The image of my hands driving the jagged glass into Lucien’s chest dissolves back into the ambient dark, leaving only the sharp, metallic tang of ozone in the air.
Lucien remains frozen above me. His weight presses me into the freezing bedrock of the Catacombs. The dual-sync heartbeat hammering against my ribs—his pulse fused with mine—skips a beat, revealing a spike of absolute, glacial shock before his iron control slams back into place.
He pushes off the floor, his movements entirely devoid of the predatory grace from a moment ago. He is rigid. A machine rebooting.

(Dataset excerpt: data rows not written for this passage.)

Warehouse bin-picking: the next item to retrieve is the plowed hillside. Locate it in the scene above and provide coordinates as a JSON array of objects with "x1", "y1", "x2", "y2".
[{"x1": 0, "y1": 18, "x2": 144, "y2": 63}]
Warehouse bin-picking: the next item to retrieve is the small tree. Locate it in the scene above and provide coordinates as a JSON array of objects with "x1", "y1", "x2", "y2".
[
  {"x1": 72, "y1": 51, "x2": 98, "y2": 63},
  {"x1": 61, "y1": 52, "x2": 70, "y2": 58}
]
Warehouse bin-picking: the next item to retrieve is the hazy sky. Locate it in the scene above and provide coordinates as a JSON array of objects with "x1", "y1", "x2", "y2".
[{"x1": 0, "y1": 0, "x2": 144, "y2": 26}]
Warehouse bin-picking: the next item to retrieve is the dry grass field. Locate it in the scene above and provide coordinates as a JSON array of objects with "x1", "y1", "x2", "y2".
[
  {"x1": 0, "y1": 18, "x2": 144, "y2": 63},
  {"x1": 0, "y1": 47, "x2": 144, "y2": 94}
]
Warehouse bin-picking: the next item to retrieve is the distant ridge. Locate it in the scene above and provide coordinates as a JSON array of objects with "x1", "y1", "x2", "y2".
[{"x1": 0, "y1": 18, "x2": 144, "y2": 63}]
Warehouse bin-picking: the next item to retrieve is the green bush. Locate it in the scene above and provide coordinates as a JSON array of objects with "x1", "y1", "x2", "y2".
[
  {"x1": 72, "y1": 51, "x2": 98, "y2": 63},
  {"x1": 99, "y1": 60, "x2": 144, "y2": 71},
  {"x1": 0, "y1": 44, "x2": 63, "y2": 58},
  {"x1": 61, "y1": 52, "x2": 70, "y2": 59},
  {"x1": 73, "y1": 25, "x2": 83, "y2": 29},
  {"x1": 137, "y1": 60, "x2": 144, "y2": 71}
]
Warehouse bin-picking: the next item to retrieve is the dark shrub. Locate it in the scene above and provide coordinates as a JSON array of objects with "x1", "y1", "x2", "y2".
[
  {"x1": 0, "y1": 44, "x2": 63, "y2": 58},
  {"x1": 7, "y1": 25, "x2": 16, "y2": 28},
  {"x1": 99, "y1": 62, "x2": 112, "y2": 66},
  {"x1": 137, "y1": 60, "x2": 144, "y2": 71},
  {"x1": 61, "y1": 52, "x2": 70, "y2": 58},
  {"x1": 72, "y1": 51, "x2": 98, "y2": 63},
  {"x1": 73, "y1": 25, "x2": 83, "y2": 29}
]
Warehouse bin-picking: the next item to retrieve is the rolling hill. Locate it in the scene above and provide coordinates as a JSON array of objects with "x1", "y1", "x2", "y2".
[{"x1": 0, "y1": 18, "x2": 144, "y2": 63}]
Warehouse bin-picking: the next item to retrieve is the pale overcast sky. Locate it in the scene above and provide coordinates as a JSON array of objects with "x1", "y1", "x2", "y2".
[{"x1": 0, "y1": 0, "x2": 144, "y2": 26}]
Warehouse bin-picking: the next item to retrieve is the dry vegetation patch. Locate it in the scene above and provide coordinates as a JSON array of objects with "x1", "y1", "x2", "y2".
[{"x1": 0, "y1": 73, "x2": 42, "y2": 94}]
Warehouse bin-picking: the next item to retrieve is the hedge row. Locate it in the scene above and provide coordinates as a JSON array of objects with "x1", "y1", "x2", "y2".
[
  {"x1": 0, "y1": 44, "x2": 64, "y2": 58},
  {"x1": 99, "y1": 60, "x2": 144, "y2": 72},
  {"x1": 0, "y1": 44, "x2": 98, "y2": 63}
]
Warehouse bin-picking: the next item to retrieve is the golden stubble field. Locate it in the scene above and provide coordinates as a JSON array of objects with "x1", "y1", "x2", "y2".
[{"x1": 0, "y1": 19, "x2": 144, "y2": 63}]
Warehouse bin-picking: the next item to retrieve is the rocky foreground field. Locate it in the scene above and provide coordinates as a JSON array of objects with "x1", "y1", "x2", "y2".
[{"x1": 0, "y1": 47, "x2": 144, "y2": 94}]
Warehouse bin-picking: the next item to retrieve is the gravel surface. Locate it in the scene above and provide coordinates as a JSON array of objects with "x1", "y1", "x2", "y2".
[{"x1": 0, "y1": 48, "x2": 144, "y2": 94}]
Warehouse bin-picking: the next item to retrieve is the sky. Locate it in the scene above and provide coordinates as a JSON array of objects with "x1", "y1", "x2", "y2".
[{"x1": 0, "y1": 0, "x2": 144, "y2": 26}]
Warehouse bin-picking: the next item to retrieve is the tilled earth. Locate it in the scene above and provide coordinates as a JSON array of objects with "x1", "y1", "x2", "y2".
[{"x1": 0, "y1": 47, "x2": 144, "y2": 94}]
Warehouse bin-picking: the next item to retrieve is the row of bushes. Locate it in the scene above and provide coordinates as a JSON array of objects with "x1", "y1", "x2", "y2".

"Get up," he orders, extending a gloved hand.
I ignore it, scrambling to my feet on my own. My palms are scraped from the stone, but the physical sting is entirely eclipsed by the phantom image burned into my retinas.
"The forgery," I say, my voice scraping against the cavernous silence. "The timeline someone spliced into your blood. It ends with me killing you."
"A theatrical addition by our architect," Lucien replies. He turns his back to me, striding toward a massive brass apparatus built into the wall of the alcove. It is a blood-chronometer, a relic from the bank’s founding, designed to measure the degradation of temporal wards. Thick, black vitae drips steadily through its glass capillaries. "It is meant to ensure I execute you before you can dismantle the forgery. The system feeds on paranoia."
He traces the glass of the chronometer. The blood inside is dripping too fast, the rhythm frantic, erratic.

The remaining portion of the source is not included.